The Pharmacovigilance Risk Assessment Committee (PRAC) of the EMA made its decision “in view of the difficulties of managing overdose in patients because of the complex way these medicines release paracetamol into the body”, the organisation said.
The products are designed to release paracetamol slowly over a longer period than the usual immediate-release products.
The PRAC confirmed that when used in the approved way, modified-release paracetamol tablets have acceptable benefits and risks.

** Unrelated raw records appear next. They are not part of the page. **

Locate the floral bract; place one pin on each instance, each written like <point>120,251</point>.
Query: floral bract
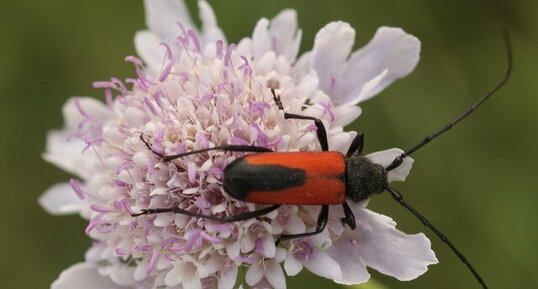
<point>193,90</point>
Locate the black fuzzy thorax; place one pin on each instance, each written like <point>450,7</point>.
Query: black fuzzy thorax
<point>364,178</point>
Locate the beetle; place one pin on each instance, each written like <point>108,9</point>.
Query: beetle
<point>317,178</point>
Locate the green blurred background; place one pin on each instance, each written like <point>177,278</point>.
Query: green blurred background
<point>477,183</point>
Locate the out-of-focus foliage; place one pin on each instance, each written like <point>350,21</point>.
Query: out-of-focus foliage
<point>476,183</point>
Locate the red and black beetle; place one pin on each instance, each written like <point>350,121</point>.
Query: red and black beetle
<point>316,178</point>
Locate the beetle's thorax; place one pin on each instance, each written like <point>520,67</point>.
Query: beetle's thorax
<point>364,178</point>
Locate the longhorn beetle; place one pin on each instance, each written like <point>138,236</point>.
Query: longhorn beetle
<point>317,178</point>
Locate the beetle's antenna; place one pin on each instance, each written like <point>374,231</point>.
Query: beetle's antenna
<point>397,161</point>
<point>399,198</point>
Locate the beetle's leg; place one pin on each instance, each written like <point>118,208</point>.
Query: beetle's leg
<point>230,219</point>
<point>348,218</point>
<point>321,131</point>
<point>323,217</point>
<point>356,145</point>
<point>229,148</point>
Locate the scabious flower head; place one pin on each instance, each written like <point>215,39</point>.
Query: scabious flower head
<point>192,91</point>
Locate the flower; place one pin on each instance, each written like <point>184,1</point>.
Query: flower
<point>192,91</point>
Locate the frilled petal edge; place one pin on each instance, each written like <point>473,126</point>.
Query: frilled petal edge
<point>391,49</point>
<point>61,200</point>
<point>388,250</point>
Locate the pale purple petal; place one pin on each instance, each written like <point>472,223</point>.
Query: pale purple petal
<point>61,200</point>
<point>275,275</point>
<point>286,39</point>
<point>345,252</point>
<point>254,274</point>
<point>330,53</point>
<point>83,276</point>
<point>228,277</point>
<point>388,250</point>
<point>162,17</point>
<point>321,264</point>
<point>386,157</point>
<point>210,30</point>
<point>391,49</point>
<point>292,266</point>
<point>261,38</point>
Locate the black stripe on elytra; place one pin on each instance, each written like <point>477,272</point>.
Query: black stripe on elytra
<point>241,178</point>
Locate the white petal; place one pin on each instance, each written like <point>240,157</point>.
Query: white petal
<point>192,284</point>
<point>228,277</point>
<point>254,274</point>
<point>389,250</point>
<point>391,49</point>
<point>386,157</point>
<point>210,30</point>
<point>269,247</point>
<point>275,275</point>
<point>292,266</point>
<point>332,46</point>
<point>147,45</point>
<point>83,276</point>
<point>261,39</point>
<point>345,114</point>
<point>162,17</point>
<point>341,141</point>
<point>321,264</point>
<point>66,153</point>
<point>348,257</point>
<point>61,200</point>
<point>287,38</point>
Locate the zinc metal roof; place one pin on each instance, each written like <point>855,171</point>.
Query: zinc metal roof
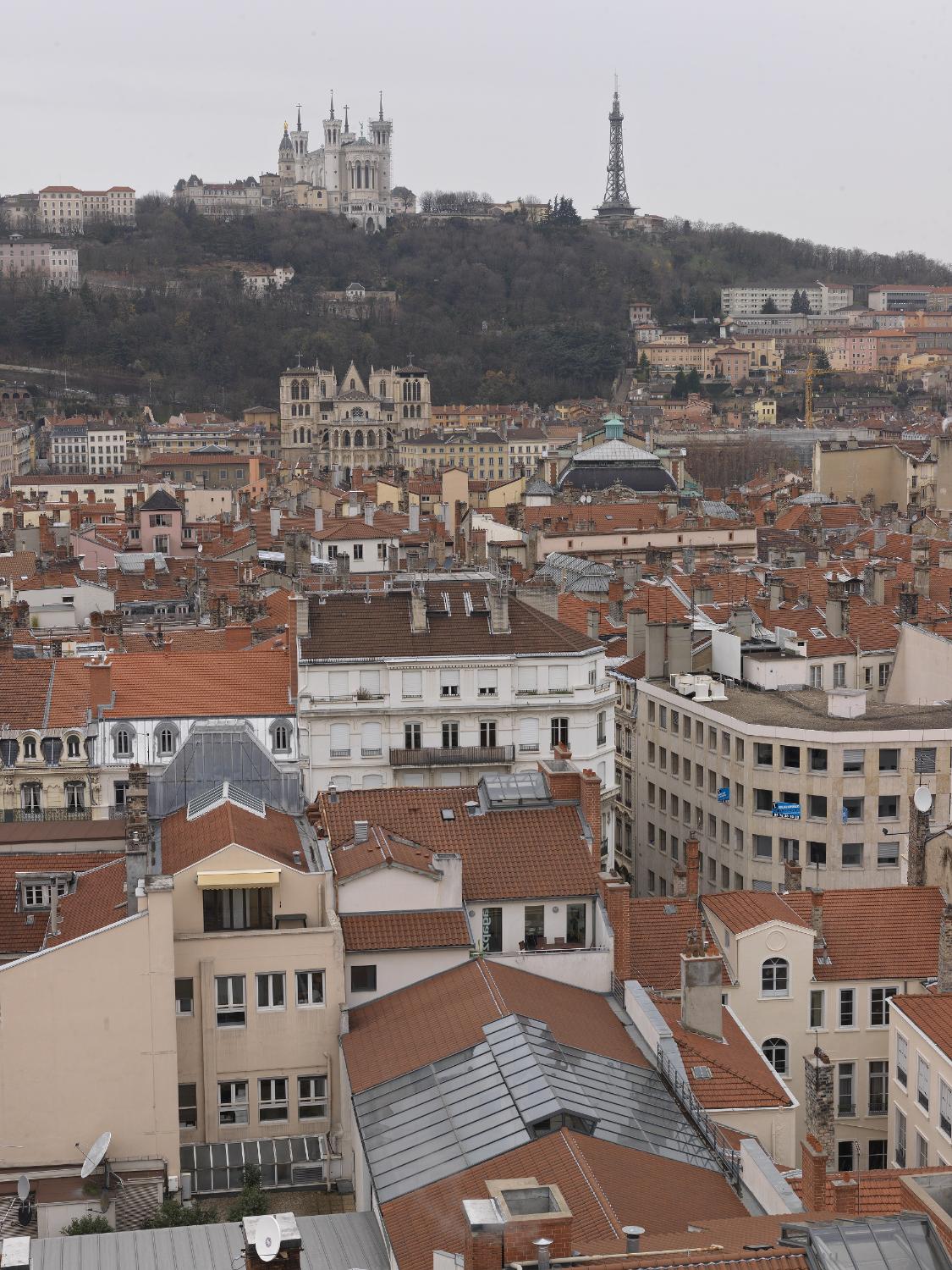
<point>502,1094</point>
<point>335,1241</point>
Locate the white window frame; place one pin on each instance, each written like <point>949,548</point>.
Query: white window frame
<point>272,1100</point>
<point>233,1005</point>
<point>269,980</point>
<point>234,1105</point>
<point>306,978</point>
<point>843,996</point>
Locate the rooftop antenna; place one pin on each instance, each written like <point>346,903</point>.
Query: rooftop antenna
<point>96,1156</point>
<point>25,1213</point>
<point>267,1237</point>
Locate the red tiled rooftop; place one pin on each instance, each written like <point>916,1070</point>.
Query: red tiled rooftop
<point>446,1013</point>
<point>431,929</point>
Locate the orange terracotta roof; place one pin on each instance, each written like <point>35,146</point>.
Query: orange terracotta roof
<point>192,685</point>
<point>659,935</point>
<point>889,932</point>
<point>426,929</point>
<point>382,850</point>
<point>507,855</point>
<point>98,901</point>
<point>185,842</point>
<point>446,1013</point>
<point>740,1076</point>
<point>746,909</point>
<point>22,932</point>
<point>604,1185</point>
<point>932,1013</point>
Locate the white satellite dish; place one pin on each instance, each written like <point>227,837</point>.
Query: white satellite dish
<point>923,799</point>
<point>96,1153</point>
<point>267,1237</point>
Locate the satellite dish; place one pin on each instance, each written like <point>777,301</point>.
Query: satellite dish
<point>923,799</point>
<point>267,1237</point>
<point>96,1153</point>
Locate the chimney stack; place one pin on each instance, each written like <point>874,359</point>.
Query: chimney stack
<point>792,875</point>
<point>701,993</point>
<point>137,836</point>
<point>819,1099</point>
<point>418,610</point>
<point>636,632</point>
<point>498,596</point>
<point>814,1168</point>
<point>944,980</point>
<point>692,859</point>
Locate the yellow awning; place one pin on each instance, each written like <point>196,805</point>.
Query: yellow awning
<point>239,878</point>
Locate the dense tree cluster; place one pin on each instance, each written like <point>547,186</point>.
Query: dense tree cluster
<point>502,312</point>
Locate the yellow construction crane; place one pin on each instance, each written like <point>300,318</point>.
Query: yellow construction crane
<point>812,373</point>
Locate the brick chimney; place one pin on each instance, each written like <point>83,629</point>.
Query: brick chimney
<point>692,859</point>
<point>617,897</point>
<point>591,800</point>
<point>944,973</point>
<point>819,1099</point>
<point>792,875</point>
<point>635,632</point>
<point>101,691</point>
<point>814,1168</point>
<point>680,881</point>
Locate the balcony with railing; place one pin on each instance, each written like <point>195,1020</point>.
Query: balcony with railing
<point>451,756</point>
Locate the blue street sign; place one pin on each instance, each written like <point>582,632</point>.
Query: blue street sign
<point>787,810</point>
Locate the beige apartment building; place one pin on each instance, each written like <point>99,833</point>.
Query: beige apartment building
<point>761,777</point>
<point>900,472</point>
<point>66,210</point>
<point>921,1063</point>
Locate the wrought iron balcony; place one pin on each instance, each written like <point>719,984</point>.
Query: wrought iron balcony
<point>451,756</point>
<point>22,815</point>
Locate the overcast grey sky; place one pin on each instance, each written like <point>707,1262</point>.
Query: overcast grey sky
<point>823,119</point>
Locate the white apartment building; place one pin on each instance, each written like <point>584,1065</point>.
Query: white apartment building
<point>441,683</point>
<point>801,972</point>
<point>762,777</point>
<point>46,261</point>
<point>66,210</point>
<point>748,301</point>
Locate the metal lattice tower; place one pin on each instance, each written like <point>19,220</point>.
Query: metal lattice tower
<point>616,201</point>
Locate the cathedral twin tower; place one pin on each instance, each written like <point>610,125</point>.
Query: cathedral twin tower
<point>348,175</point>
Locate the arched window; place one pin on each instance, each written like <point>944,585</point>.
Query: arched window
<point>774,978</point>
<point>777,1054</point>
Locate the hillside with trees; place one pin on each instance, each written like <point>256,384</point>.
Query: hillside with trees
<point>502,312</point>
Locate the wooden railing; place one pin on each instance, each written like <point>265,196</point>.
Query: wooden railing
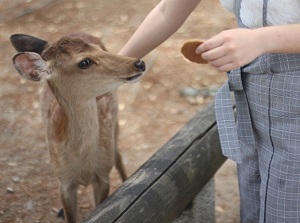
<point>161,188</point>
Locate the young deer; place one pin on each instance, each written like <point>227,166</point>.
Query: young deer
<point>79,107</point>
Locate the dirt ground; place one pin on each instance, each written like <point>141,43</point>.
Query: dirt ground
<point>151,112</point>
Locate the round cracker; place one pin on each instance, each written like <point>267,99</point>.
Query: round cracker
<point>189,51</point>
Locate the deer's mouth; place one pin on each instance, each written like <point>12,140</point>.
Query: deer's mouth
<point>134,78</point>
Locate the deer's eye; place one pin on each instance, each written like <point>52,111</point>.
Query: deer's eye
<point>84,64</point>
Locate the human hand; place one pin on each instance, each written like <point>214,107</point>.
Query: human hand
<point>231,49</point>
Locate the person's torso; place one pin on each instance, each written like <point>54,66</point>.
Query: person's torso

However, the committee said experience had shown that when people overdosed, the usual treatment procedures developed for immediate-release products were not appropriate because of the way the paracetamol in modified-release products was released in their bodies.
Following these findings, the committee has recommended suspending the marketing authorisations of these medicines.
Meanwhile, the PRAC also announced that 79 members of the public had applied to take part in its first ever public hearing on valproate, due to take place later this month (September 2017).
The agency invited people to talk about their experiences with valproate — a medicine that treats epilepsy, bipolar disorder and migraine.
All those who contacted the EMA will all be invited to attend the public hearing, although speaker slots will be limited. The EMA said it would contact all applicants in the next fortnight, and for those unable to attend the hearing, it would be broadcast live on the EMA’s website.
The public hearing is part of a review by the PRAC that looks at the safety of using valproate-containing medicines in women and girls who are pregnant or of childbearing age.